# OpenDataLoaderPDFLoader

Parse PDFs into LangChain `Document` objects for RAG pipelines.

**Features:**
- Accurate multi-column reading order (XY-Cut++ algorithm)
- Table extraction with structure preservation
- Multiple output formats: text, markdown, JSON, HTML
- 100% local processing — no cloud APIs
- Fast rule-based extraction, no GPU required

## Installation

Requires Java 11+ on your system PATH.

In [None]:
%pip install -qU langchain-opendataloader-pdf requests

## Quickstart

### Download Sample PDF

In [None]:
import requests
import tempfile
import os

url = "https://arxiv.org/pdf/2408.02509v1.pdf"

output_dir = tempfile.mkdtemp(dir=tempfile.gettempdir())
filename = os.path.basename(url)
save_path = os.path.join(output_dir, filename)

response = requests.get(url, stream=True)
with open(save_path, "wb") as f:
    for chunk in response.iter_content(chunk_size=8192):
        f.write(chunk)

print(f"Downloaded PDF to: {save_path}")

### Load documents with OpenDataLoaderPDFLoader

In [None]:
from langchain_opendataloader_pdf import OpenDataLoaderPDFLoader

# Basic usage - load as markdown
loader = OpenDataLoaderPDFLoader(
    file_path=save_path,
    format="markdown",
    quiet=True
)
documents = loader.load()

print(f"Loaded {len(documents)} document(s)")
print(f"Metadata: {documents[0].metadata}")
print(f"Content preview:\n{documents[0].page_content[:500]}...")

## Output Formats

Choose the format that best fits your use case:

In [None]:
# Plain text - best for simple RAG
loader_text = OpenDataLoaderPDFLoader(file_path=save_path, format="text", quiet=True)

# JSON - structured data with bounding boxes (for citations)
loader_json = OpenDataLoaderPDFLoader(file_path=save_path, format="json", quiet=True)

# HTML - styled output
loader_html = OpenDataLoaderPDFLoader(file_path=save_path, format="html", quiet=True)
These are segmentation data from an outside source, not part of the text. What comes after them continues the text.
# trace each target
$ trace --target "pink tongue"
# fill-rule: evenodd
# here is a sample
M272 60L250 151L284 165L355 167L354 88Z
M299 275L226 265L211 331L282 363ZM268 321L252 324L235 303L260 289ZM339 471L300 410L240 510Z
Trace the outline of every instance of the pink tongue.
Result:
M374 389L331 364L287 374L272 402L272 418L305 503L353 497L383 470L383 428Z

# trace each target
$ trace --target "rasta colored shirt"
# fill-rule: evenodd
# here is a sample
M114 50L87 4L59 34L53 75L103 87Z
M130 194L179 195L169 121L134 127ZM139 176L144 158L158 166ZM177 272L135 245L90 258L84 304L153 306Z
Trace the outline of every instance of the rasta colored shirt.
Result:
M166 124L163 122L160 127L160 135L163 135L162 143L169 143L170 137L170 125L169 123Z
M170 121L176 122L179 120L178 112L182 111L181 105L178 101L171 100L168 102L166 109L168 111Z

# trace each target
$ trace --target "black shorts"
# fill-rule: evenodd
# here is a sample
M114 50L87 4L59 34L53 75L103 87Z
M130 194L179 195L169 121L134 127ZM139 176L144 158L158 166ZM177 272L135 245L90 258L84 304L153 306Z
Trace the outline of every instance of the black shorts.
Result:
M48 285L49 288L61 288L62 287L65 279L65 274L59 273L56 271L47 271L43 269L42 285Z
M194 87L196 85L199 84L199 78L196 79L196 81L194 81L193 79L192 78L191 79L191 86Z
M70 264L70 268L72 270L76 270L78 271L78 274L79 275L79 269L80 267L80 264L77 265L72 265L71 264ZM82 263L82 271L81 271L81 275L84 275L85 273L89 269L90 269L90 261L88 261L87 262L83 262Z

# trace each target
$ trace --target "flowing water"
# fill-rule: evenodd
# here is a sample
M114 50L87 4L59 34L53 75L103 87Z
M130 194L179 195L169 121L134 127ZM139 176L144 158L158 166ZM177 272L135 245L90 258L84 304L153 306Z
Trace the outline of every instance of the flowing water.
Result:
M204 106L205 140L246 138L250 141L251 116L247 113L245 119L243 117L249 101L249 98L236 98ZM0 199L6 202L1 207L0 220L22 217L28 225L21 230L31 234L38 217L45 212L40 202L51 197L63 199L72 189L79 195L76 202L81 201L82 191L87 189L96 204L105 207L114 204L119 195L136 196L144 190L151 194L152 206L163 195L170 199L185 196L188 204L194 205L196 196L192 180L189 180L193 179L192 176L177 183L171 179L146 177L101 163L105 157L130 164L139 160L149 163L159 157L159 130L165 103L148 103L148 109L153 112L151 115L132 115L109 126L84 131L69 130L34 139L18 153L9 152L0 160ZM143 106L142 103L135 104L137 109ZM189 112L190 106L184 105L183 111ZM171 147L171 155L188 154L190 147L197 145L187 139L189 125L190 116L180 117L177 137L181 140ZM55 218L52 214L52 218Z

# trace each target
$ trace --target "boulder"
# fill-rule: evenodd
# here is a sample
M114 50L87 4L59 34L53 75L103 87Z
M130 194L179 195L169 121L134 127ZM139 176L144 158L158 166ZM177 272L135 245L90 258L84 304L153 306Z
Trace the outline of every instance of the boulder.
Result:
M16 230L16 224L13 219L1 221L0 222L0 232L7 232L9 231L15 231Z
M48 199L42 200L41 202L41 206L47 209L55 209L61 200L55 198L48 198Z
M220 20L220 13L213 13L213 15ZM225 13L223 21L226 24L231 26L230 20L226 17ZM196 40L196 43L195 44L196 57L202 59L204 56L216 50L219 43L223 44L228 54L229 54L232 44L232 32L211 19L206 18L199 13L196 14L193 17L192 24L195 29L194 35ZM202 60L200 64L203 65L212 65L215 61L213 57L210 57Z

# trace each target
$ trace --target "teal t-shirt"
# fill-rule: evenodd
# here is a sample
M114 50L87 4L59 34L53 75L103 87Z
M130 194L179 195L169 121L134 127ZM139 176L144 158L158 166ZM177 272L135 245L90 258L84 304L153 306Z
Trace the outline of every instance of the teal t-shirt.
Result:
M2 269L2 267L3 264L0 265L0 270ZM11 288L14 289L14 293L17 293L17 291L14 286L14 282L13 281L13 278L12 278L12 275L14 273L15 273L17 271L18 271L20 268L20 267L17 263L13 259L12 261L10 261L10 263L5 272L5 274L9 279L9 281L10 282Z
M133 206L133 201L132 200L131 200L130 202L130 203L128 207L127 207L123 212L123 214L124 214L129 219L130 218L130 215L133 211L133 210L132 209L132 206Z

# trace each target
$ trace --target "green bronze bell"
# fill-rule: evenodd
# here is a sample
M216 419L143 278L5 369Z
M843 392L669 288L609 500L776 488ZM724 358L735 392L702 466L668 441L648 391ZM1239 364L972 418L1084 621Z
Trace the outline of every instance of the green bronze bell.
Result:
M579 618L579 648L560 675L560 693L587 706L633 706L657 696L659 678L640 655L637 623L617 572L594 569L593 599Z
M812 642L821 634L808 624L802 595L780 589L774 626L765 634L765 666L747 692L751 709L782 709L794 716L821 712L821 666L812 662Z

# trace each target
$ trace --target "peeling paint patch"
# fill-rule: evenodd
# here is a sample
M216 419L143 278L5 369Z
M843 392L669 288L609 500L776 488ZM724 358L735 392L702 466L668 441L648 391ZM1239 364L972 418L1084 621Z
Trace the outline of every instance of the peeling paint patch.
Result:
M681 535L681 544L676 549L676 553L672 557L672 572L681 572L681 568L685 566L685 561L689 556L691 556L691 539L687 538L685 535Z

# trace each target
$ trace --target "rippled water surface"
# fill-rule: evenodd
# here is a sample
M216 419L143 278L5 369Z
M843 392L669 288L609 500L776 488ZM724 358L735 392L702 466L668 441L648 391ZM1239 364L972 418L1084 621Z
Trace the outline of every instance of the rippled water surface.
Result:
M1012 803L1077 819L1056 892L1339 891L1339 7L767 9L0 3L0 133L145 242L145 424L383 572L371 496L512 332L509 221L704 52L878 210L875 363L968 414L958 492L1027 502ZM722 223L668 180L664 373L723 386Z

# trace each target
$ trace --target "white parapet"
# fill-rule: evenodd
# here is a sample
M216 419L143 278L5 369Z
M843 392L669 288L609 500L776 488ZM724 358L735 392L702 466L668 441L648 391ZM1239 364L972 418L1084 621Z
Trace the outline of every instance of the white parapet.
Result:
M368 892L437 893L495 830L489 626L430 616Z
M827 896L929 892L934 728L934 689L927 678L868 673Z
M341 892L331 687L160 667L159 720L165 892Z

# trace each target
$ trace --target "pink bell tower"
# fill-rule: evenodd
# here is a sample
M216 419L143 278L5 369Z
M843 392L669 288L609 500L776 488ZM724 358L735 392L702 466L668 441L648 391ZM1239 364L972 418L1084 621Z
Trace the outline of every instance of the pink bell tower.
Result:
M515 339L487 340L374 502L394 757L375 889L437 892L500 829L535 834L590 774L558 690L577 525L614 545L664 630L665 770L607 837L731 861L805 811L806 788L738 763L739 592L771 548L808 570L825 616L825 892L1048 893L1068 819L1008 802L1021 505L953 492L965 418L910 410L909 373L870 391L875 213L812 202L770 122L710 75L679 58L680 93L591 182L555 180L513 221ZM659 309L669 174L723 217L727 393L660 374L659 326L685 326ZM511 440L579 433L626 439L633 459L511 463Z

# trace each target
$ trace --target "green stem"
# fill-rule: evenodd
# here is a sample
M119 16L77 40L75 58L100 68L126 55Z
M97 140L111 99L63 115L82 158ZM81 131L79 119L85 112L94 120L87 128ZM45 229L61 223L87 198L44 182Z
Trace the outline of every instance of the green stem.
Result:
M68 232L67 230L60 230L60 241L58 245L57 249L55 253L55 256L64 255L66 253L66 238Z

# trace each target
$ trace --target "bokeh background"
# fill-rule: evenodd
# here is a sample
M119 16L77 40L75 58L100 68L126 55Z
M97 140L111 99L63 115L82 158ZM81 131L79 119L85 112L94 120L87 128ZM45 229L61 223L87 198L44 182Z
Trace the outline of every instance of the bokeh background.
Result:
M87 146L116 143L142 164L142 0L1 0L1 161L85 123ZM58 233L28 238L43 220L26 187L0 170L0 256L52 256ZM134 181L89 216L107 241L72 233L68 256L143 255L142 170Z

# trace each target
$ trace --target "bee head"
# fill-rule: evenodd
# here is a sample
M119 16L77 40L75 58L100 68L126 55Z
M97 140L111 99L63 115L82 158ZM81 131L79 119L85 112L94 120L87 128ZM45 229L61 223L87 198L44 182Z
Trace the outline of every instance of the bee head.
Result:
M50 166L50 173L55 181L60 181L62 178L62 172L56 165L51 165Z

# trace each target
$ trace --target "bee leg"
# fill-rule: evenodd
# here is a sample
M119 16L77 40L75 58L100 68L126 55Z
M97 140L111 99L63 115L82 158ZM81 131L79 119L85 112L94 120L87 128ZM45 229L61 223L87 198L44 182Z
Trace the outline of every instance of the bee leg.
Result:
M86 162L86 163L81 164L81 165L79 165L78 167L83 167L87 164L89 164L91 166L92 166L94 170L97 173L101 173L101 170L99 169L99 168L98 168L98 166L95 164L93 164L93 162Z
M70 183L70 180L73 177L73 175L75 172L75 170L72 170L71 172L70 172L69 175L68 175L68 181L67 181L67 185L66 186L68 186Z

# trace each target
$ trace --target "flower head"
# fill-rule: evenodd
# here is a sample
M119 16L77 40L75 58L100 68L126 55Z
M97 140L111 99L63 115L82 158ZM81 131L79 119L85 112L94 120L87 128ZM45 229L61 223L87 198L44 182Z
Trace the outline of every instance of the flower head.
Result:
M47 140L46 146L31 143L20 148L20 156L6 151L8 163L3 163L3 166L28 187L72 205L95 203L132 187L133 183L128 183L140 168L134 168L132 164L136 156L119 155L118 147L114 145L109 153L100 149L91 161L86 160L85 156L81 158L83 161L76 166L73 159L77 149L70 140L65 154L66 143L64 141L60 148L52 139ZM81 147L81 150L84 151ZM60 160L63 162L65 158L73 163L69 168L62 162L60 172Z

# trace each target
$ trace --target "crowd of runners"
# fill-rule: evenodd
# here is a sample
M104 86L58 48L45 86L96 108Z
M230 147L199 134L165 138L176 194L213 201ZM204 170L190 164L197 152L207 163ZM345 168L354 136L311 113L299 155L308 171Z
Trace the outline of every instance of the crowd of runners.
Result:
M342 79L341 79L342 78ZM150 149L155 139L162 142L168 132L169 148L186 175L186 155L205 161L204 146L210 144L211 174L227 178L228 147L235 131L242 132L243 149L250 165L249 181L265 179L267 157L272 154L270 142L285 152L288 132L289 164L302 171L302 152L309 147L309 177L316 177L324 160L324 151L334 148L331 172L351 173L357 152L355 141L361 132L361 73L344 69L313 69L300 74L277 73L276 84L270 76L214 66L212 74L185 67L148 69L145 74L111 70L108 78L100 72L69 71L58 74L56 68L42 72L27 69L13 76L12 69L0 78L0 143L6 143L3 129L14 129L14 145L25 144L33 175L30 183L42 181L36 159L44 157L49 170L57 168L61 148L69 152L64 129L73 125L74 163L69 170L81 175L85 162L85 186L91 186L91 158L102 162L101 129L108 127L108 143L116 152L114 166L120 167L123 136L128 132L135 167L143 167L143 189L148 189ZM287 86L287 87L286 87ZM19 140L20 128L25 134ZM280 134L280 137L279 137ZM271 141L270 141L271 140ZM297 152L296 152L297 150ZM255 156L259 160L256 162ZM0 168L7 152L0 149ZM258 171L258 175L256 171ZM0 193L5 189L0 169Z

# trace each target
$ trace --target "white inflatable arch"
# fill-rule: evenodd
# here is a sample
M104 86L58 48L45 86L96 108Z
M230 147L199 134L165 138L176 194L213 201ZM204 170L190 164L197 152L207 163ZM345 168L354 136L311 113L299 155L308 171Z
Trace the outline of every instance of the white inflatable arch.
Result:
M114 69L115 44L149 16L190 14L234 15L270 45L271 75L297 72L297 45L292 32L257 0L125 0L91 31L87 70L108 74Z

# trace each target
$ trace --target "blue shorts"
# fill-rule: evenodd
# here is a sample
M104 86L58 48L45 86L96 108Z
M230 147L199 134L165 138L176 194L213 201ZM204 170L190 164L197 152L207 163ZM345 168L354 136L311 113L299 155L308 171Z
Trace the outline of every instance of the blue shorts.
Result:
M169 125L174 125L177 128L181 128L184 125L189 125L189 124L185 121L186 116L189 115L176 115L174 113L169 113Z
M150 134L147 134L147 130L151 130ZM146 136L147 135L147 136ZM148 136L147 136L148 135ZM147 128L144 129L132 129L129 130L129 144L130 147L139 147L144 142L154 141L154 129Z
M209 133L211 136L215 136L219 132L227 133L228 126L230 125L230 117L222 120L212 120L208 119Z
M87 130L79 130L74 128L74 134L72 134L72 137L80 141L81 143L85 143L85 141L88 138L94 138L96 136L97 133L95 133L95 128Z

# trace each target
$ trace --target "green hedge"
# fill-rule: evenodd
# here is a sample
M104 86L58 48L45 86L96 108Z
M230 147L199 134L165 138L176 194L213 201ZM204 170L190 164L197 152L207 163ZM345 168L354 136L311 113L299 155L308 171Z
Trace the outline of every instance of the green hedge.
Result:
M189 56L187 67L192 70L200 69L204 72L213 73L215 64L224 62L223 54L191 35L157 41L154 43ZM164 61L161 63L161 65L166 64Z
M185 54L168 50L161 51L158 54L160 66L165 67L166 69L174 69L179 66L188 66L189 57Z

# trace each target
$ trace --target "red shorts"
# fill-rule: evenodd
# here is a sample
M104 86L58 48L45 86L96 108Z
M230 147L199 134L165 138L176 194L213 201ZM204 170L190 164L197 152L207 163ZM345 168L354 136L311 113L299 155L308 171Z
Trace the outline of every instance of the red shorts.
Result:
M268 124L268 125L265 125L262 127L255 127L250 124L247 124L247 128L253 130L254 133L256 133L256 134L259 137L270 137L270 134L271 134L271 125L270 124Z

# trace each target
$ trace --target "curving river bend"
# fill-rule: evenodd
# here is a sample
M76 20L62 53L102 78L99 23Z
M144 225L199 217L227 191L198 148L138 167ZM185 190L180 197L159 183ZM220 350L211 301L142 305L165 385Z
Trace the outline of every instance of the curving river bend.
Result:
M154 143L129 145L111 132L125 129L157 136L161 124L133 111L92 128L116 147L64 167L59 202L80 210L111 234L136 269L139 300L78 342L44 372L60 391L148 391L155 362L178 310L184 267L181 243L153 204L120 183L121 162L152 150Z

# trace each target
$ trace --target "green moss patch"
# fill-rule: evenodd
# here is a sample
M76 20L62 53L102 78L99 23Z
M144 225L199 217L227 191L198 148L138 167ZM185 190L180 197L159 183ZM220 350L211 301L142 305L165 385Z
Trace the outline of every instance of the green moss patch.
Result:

print("Available formats: text, markdown, json, html")

## Advanced Options

In [None]:
# Tagged PDF support (for accessible documents)
loader = OpenDataLoaderPDFLoader(
    file_path=save_path,
    format="markdown",
    use_struct_tree=True,  # Use native PDF structure tags
    quiet=True
)

# Table detection with clustering (better for borderless tables)
loader = OpenDataLoaderPDFLoader(
    file_path=save_path,
    format="markdown",
    table_method="cluster",
    quiet=True
)

# Page separators for chunking
loader = OpenDataLoaderPDFLoader(
    file_path=save_path,
    format="text",
    text_page_separator="\n\n--- Page %page-number% ---\n\n",
    quiet=True
)

# Image handling
loader = OpenDataLoaderPDFLoader(
    file_path=save_path,
    format="markdown",
    image_output="embedded",  # Base64 embedded images
    image_format="jpeg",
    quiet=True
)

print("Advanced options configured")

## Parameters Reference

| Parameter | Type | Default | Description |
|-----------|------|---------|-------------|
| `file_path` | `str \| List[str]` | — | **(Required)** PDF file path(s) or directories |
| `format` | `str` | `"text"` | Output format: `"text"`, `"markdown"`, `"json"`, `"html"` |
| `quiet` | `bool` | `False` | Suppress console logging |
| `password` | `str` | `None` | Password for encrypted PDFs |
| `use_struct_tree` | `bool` | `False` | Use PDF structure tree (tagged PDFs) |
| `table_method` | `str` | `None` | `"default"` or `"cluster"` (better for borderless tables) |
| `reading_order` | `str` | `"xycut"` | Reading order: `"xycut"` or `"off"` |
| `keep_line_breaks` | `bool` | `False` | Preserve original line breaks |
| `text_page_separator` | `str` | `None` | Separator between pages (use `%page-number%` for page numbers) |
| `image_output` | `str` | `None` | `"off"`, `"embedded"` (Base64), or `"external"` |
| `image_format` | `str` | `None` | `"png"` or `"jpeg"` |